– 200 g red tomato puree
– 400 ml chickpeas , soaked the night before, cooked and drained (or precooked chickpeas in tin)
– 120 ml hot water
– 3 tbsp. SoulSpice Biryani Spice mix
– 1 medium onion, diced finely
– 2,5 cm piece of ginger, grated
– 2 garlic cloves, crushed
– 2 hot green chilies, chopped
– 1 tbsp. cooking oil
- In a heavy pot, heat the oil, then add the diced onions. Cook, stirring for about 5 minutes on a medium heat, until the onions soften and just start to colour.
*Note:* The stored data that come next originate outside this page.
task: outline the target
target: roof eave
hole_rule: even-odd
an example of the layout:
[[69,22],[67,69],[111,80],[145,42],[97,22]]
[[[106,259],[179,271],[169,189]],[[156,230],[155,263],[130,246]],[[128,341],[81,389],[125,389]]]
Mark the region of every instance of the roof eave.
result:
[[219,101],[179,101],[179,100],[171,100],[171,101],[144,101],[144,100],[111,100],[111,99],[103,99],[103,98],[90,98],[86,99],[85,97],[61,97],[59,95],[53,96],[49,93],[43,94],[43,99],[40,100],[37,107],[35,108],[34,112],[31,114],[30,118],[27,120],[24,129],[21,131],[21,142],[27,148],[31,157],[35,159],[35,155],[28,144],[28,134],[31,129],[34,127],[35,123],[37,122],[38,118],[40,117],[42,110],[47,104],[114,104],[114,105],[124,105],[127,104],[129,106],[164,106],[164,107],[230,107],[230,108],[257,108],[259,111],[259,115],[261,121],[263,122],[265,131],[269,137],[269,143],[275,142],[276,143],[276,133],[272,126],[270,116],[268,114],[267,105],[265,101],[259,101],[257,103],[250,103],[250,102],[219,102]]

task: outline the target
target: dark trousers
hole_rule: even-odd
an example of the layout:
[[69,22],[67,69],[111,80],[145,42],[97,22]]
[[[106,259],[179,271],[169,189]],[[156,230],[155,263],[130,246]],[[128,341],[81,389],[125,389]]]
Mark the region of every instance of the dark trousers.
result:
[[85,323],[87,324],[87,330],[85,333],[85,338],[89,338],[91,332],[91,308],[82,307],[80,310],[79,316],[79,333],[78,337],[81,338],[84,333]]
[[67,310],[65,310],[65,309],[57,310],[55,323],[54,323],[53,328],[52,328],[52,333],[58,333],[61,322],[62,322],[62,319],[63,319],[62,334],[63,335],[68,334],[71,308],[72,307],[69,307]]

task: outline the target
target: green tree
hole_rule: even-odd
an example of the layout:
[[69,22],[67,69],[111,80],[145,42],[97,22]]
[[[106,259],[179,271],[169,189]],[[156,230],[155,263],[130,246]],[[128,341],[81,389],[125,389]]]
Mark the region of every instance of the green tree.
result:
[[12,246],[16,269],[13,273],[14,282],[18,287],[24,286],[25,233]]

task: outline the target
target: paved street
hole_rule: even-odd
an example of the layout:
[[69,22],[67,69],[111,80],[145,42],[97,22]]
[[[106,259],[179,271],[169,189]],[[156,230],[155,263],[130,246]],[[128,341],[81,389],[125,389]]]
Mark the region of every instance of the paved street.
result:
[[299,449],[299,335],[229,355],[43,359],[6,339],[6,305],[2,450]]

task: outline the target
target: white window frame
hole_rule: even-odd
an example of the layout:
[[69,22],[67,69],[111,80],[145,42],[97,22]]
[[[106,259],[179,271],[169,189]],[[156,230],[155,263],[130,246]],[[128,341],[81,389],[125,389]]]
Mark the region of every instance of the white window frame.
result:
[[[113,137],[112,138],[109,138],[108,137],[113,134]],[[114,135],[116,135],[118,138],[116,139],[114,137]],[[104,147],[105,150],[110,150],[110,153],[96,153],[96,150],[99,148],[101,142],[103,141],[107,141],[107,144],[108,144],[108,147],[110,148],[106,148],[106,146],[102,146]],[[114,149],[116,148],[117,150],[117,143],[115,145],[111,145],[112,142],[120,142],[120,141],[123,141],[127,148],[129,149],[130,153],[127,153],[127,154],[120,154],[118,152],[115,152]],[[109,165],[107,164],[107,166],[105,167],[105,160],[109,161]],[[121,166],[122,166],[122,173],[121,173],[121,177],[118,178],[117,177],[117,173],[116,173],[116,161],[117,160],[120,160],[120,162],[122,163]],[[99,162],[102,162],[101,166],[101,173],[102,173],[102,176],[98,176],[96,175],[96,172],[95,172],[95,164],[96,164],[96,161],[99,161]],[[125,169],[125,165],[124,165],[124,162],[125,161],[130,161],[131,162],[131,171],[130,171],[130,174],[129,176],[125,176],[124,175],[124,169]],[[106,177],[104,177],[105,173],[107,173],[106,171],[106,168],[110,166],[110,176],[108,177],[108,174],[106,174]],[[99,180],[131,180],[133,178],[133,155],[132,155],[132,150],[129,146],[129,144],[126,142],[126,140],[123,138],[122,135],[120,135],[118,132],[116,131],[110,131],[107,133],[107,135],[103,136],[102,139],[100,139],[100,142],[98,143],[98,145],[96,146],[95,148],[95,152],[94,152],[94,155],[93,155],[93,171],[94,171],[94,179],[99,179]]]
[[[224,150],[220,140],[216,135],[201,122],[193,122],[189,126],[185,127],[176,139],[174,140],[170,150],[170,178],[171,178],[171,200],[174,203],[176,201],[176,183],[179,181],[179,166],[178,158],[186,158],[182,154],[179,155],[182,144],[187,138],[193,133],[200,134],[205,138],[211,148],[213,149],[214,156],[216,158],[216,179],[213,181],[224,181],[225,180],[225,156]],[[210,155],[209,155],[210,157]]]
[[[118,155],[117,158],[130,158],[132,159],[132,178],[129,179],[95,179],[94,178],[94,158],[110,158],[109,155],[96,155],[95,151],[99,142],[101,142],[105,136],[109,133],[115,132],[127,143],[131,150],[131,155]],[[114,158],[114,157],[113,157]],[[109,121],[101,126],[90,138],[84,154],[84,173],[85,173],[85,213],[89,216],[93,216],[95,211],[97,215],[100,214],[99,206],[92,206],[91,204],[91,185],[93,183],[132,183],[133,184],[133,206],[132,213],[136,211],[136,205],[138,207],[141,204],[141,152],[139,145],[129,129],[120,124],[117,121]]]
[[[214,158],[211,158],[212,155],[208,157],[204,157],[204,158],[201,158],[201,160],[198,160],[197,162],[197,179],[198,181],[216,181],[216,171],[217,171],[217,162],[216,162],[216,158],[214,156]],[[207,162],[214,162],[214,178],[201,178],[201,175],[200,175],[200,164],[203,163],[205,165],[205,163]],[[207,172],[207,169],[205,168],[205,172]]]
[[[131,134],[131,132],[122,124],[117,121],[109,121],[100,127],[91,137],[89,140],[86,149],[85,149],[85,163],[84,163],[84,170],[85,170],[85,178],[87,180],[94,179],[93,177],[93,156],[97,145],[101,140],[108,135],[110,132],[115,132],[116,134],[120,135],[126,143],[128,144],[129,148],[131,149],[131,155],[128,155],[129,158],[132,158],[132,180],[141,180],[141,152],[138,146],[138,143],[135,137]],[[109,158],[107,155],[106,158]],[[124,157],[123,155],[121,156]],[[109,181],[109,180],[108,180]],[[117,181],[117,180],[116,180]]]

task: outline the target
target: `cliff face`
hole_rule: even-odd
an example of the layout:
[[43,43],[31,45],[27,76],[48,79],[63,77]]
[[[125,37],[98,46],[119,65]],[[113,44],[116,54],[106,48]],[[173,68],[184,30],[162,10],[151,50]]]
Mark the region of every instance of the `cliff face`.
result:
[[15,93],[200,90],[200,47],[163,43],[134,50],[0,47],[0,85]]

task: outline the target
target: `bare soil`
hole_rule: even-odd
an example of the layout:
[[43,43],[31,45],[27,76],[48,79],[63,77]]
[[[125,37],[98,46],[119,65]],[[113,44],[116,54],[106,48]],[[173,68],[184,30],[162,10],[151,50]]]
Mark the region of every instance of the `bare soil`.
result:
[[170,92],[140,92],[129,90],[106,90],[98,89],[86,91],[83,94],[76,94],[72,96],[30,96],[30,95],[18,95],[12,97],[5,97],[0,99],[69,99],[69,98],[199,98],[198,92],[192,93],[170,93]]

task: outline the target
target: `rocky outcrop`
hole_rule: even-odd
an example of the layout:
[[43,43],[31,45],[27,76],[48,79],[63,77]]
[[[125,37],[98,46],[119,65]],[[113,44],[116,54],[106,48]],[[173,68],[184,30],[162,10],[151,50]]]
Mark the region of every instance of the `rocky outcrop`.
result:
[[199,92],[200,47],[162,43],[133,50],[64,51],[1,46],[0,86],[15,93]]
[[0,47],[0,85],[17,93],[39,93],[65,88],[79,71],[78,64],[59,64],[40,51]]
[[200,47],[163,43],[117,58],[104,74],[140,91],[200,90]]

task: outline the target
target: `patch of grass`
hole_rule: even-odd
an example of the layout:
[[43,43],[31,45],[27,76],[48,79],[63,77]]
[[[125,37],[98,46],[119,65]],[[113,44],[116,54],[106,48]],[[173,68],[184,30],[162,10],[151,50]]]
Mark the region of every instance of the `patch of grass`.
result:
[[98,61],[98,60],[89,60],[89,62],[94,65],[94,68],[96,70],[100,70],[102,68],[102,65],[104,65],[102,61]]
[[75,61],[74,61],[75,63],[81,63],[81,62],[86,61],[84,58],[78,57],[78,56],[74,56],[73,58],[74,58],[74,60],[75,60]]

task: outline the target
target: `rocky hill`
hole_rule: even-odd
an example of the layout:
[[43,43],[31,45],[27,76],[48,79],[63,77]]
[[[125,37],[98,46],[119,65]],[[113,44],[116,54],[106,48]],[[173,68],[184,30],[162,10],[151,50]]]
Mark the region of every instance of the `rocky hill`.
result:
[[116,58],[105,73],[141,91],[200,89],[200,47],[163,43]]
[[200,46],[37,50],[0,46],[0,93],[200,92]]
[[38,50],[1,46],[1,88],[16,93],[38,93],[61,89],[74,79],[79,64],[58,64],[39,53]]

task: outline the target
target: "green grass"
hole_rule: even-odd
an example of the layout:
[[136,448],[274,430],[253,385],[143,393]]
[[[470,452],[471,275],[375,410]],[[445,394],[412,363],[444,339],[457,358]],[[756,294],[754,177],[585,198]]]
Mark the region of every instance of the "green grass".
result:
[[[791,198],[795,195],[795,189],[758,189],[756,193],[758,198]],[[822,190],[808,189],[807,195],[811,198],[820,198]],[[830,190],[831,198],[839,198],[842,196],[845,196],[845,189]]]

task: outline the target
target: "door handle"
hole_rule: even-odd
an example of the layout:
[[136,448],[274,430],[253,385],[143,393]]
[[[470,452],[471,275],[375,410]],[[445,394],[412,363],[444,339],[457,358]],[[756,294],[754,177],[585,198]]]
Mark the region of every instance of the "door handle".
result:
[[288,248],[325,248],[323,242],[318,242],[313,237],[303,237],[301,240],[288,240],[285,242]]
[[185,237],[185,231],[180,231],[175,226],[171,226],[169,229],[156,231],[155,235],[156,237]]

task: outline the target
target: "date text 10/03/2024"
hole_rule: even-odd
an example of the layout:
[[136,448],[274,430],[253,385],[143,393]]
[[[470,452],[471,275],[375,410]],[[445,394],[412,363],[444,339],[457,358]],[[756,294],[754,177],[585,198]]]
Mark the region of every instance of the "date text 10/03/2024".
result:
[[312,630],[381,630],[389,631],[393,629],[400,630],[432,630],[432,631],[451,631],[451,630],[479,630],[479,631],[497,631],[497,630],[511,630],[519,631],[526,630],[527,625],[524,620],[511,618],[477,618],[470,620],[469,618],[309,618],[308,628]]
- Add the grated ginger, garlic and chopped chillies. Stir.
- Add the Chana Masala spice mix to the mixture, then cook on a gentle heat, stirring constantly for about 5 minutes. Add the tomato puree and hot water. Add the rinsed chickpeas.
- Add the tomato puree and hot water. Add the rinsed chickpeas. Stir together, then cook on a low heat for about 15- 20 minutes, until the spices are fully blended into the sauce.
- Take off the heat, and add a bit more chana masala spiced mix (if needed) and sprinkle over the chopped coriander to serve. Chana Masala goes well with rice or naan bread.